The battle rages on around her. Her army being slaughtered, each decision made being questioned by those around her, as one by one, they fall at her feet. She is searching for one, turning young men over to see their lifeless eyes staring back. She did this. Clementine finds him, her general, the man she trusted more than any other, but he is quickly fading. There is a brief, passionate exchange, a sword...his sword...his family's destiny. It is gone, then so is he.

Scene Change
Clementine is alive, and while her army is left greatly handicapped, her city in ruins, she still possesses grace, poise, and power. There is no denying her these things, nor the rage that simmers just beneath the surface of her calm demeanor. Vengeance will be hers, obstacles will be overcome. The will in her will not be destroyed, and the leader rises once more.

Curtain

Till next time, Master Grayward.

Written By Aurora

Sept. 10, 2016, 1:04 p.m.(7/15/1004 AR)

Relationship Note on Audric

I find that Audric is not quite sure what he wants. Available for hire, a sellsword, with morals. How could one do such a job properly with those hanging above their head? I find myself intrigued, and wishing to test just how far his morals stretch when money is offered.

Written By Aurora

Sept. 10, 2016, 1 p.m.(7/15/1004 AR)

Relationship Note on Rook

Charming, handsome, and full of praise, who would not wish for such a companion? He surprises me on some level, and while we may share quite a few things in common, he is much more worldly than I. He belongs at lavish balls and grand affairs, I am better at pretending.

Written By Joscelin

Sept. 10, 2016, 11:31 a.m.(7/15/1004 AR)

This has been quite the last couple of weeks.

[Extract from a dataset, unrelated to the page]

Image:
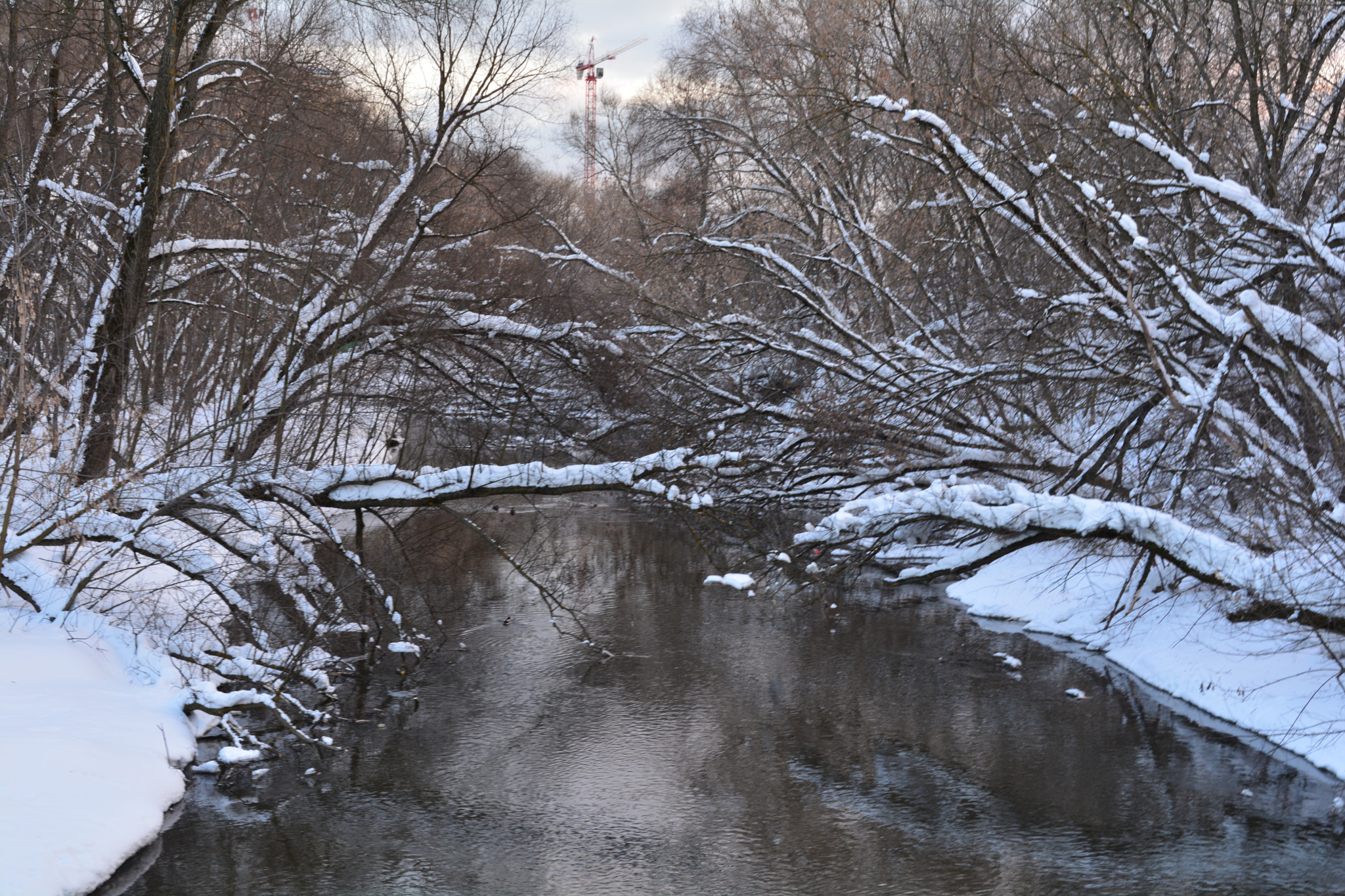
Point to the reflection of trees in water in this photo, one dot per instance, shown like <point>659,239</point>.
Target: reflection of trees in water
<point>745,750</point>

Don't look at me like that, I'm not going to explain all of it. Just... suffice to say:

It's. Been. Interesting.

I feel like my head is either in the clouds or so grounded in metal and pretty rocks that there's no in between.

I've been slammed with a Jayus-blessed rush of inspiration, I cannot turn work out fast enough. My fingers are peppered with new scars and I forgot the amazing sensation of burns -UNDER- my callouses.

You want me to tell you how -that- happened? Come work for me. I've need for an apprentice. Though. I don't mind polishing my own work.

Written By Joscelin

Sept. 10, 2016, 11:08 a.m.(7/15/1004 AR)

Relationship Note on Niccolo

On Market Day, I had the pleasure of meeting His Grace briefly but it was his protege Acacia that arrested most of my attention, with her generous praise and her pretty eyes.

-shut up I'm not done.

-but I hadn't sat down and spoken to him until I met he and Acacia for conversation and wine.

The man is eloquent, words drip fully formed from his mouth like glittering gemstones from a doeskin pouch. And the partial focus he gives a person makes the hair stand up on ones neck, but not in alarm so much as in notification. Like, the brown eyes of the Duke are on your skin, PAY ATTENTION.

Watching the way he worked around the conversation with myself, Acacia, and Master Carver in my memories has led me to an appreciation of His Grace. While I want to say I look forward to speaking with him again, and I do, the intensity of his regard might warrant a drink or two first.